その弟にちらりと一瞥をくれて一甲は三人に歩み寄った。

「待たせたな」
「あ、一甲♪」
弾かれたように鷹介が振り返る。その目がハート形になっているのを七海と吼太は見た。仮想尻尾がパタパタしているのも見える気がする。

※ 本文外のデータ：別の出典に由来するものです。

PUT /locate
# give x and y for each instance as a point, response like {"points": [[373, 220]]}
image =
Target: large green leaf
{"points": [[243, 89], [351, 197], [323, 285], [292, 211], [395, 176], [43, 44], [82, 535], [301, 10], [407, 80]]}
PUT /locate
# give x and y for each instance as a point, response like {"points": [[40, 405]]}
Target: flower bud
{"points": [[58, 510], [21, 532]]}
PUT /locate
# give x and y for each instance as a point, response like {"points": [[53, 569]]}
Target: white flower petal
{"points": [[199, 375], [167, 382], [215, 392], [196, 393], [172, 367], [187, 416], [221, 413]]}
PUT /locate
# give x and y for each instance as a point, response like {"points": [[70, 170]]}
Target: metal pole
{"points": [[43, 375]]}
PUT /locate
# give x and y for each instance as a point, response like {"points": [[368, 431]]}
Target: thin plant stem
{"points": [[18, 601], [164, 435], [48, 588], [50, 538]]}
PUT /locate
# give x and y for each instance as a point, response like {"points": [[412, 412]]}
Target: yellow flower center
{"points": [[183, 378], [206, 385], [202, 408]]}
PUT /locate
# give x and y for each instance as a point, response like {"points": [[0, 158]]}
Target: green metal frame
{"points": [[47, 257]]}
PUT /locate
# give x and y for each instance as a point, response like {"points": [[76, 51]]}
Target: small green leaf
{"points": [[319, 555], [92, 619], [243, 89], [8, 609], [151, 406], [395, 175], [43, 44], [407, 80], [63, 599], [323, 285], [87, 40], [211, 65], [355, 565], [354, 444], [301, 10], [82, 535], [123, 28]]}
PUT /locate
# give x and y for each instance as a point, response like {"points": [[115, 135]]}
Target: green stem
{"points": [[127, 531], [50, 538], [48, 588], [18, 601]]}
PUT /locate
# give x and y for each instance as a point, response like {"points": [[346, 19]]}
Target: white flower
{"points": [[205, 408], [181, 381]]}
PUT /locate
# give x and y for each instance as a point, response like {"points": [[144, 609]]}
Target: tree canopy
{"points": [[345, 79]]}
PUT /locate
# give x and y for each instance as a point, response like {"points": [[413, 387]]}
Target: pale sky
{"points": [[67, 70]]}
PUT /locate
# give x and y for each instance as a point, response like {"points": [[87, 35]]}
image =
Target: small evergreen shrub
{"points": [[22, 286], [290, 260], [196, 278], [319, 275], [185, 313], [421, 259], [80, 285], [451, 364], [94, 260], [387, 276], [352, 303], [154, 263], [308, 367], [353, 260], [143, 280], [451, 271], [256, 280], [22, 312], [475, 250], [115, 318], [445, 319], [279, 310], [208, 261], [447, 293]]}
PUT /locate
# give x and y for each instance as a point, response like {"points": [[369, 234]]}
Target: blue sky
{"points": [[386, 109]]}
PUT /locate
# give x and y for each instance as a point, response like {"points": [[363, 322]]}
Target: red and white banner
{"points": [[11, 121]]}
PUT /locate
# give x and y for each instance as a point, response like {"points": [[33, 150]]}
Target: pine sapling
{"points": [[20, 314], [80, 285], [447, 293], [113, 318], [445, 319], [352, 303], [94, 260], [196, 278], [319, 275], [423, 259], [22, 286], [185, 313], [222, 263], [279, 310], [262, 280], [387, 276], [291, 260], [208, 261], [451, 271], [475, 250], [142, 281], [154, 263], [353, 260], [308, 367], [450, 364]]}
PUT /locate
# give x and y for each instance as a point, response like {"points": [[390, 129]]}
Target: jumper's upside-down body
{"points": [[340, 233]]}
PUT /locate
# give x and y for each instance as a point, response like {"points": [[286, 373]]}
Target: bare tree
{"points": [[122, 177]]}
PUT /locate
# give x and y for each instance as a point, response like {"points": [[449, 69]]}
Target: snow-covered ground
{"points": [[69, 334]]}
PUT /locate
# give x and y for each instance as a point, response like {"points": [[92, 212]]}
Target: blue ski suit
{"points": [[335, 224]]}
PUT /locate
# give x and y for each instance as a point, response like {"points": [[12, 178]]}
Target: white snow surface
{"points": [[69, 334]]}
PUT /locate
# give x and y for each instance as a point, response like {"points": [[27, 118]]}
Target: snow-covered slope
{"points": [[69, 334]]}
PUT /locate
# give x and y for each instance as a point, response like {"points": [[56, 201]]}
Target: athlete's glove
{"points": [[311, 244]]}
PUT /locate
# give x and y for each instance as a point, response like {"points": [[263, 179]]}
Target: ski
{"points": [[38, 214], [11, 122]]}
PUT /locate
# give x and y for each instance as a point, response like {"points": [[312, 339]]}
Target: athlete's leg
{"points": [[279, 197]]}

二人は再び深〜いため息をついた。この二人の食卓事情に口を出すのは出すだけ無駄な気がする。
「お前達の心情に共感するぞ」
そう言って一鍬は吼太と七海の背後に立った。
すかさず吼太がイスごと左に動き、隣のテーブルから新たな椅子を引き寄せて自分と七海の間に一鍬を座らせた。一甲は既に鷹介の隣に座っている。
「兄者は鷹介に甘い」
唸るように一鍬が言った。
「そんなことはない」
悠然と一甲は反論した。
「唐辛子入りのハンバーグを無理して喰うのが甘くないとでも?」
「無理はしていない」
「兄者」
立ちこめる暗雲。空気が帯電しているのは気のせいか。
新たなイケメンの登場に色めき立っていた数少ない客と店員は累が及ぶのを恐れるように目を逸らした。
「落ち着け、二人とも・・・」
唯一の常識人・吼太が小さくそう言ったが、それが通じるとはハナから思ってはいない。
「俺は悲しいぞ。深紅の稲妻と呼ばれ、忍びの技にも料理にも超一流であれと言っていた兄者はどこへ行ったのだ」
「今でも俺は変わらぬと思うが」
「いや、変わった。変わらぬというのなら鷹介にも俺と同じ修練を課すはずだ」
「いや、鷹介は基礎は出来ている。応用が少し独創的なだけだ」
「独創的、ねえ。だめよ、ごまかしちゃ」
剣呑な言い合いに七海が割って入った。
「一甲、あなたがそうやって無理し続けるかぎり、鷹介は一生気がつかないわ・・・あら?鷹介」
七海の言葉に全員が鷹介に注目する。そういえば話題の中心でありながら彼は一言も発していない。
だん、と机を叩いて鷹介が立ち上がった。
「一甲、お前・・・無理してたのか?」
見捨てられた子犬のような目。
一甲のみならず、追及の先鋒だった一鍬・七海と吼太までもが言葉に詰まった。
「そんなことは・・・」
「いいよ、もう無理しなくて!ごめん、オレ帰る!」
一甲のフォローを遮って、言うが早いか鷹介は風の早さでその場から消えた。
(この場合、とりあえず黒子ロボ、だよな・・・)
今の事象に関して責任を押し付けあう三人を尻目に、常識人・吼太はため息をひとつつくとこっそり携帯を取り出したのだった。